Dopo decine di lavori umilissimi - muratore, barista, apprendista elettrauto, cameriere - Viviano sarebbe riuscito a varcare la porta della redazione dell'ANSA di Palermo.
Nel palazzone di via Emerico Amari che inquadra l'ingresso del porto, il mancato killer avrebbe faticato come fattorino, comprando le sigarette o la colazione ai cronisti. 
Poi - dopo un'apprendistato alle telescriventi - grazie alla conoscenza dei meandri violenti della città  e dei suoi personaggi, sarebbe riuscito a fornire le prime "dritte" giornalistiche, sino a diventare egli stesso un prezioso cronista di nera e giudiziaria.
La considerazione per il suo lavoro avrebbe portato un personaggio schivo come Paolo Borsellino a condividere con lui la comune passione per la bicicletta.


Una tetra immagine di Palermo
agli inizi degli anni Settanta,
quando la speculazione edilizia politico-mafiosa
aveva già trasformato il volto della città.
La fotografia è tratta dall'opera "Sicilia",
edita nel 1982 da Edicultura Milano
per la collana "Regioni d'Italia"

Per l'ANSA e poi per "la Repubblica", Franco Viviano ha messo a segno decine di scoop che hanno alimentato la considerazione di colleghi e investigatori.
Alcuni dei suoi numerosi colpi giornalistici - come la rivelazione della scomparsa di Emanuele Piazza, l'agente palermitano "in prova" del Sisde, o l'intervista al boss Vito Roberto Palazzolo in Sudafrica - hanno riguardato alcuni fra gli episodi più oscuri della recente storia italiana.  
In qualche caso, il fiuto per la notizia e la "rete" delle fonti gli hanno anche grattacapi giudiziari e l'avversione di magistrati come Piero Grasso e Gian Carlo Caselli.
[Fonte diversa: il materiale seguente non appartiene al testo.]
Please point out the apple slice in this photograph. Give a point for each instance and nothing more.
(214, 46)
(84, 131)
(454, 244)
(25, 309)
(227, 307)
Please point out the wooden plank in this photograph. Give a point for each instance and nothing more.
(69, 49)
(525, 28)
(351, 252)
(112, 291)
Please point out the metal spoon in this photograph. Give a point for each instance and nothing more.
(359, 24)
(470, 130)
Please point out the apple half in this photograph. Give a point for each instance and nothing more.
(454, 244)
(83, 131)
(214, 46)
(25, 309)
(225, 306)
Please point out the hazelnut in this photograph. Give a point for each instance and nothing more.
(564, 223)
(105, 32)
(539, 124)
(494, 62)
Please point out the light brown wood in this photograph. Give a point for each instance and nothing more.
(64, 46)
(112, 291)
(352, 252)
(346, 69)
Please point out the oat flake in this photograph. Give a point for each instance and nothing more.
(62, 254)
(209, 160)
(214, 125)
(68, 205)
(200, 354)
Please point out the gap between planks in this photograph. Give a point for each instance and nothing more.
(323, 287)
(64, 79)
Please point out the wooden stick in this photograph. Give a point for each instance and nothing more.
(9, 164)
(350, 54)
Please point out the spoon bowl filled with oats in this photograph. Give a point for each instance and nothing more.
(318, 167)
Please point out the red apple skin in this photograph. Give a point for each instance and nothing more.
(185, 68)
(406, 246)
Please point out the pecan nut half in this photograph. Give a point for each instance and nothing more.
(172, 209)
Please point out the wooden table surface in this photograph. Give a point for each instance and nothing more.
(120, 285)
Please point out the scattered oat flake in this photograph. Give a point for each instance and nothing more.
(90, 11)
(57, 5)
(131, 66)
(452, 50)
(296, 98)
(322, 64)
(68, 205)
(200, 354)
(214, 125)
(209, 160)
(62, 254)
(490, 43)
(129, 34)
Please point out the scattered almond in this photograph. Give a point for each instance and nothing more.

Da giornalista, Viviano ha sempre conservato un rapporto istintivo con la strada - frutto degli anni difficili dell'adolescenza - ed un confronto da pari a pari ora con il venditore ambulante ora con il mafioso e con il poliziotto, ora con il faccendiere ora con il magistrato.
Ad una delle ultime presentazioni romane di "Io, killer mancato", non a caso, erano presenti molti investigatori e colleghi di Franco Viviano, questi ultimi pronti a suffragare l'affermazione del ragazzo che da potenziale killer si è trasformato in giornalista di razza: "se hai la notizia, vinci sempre".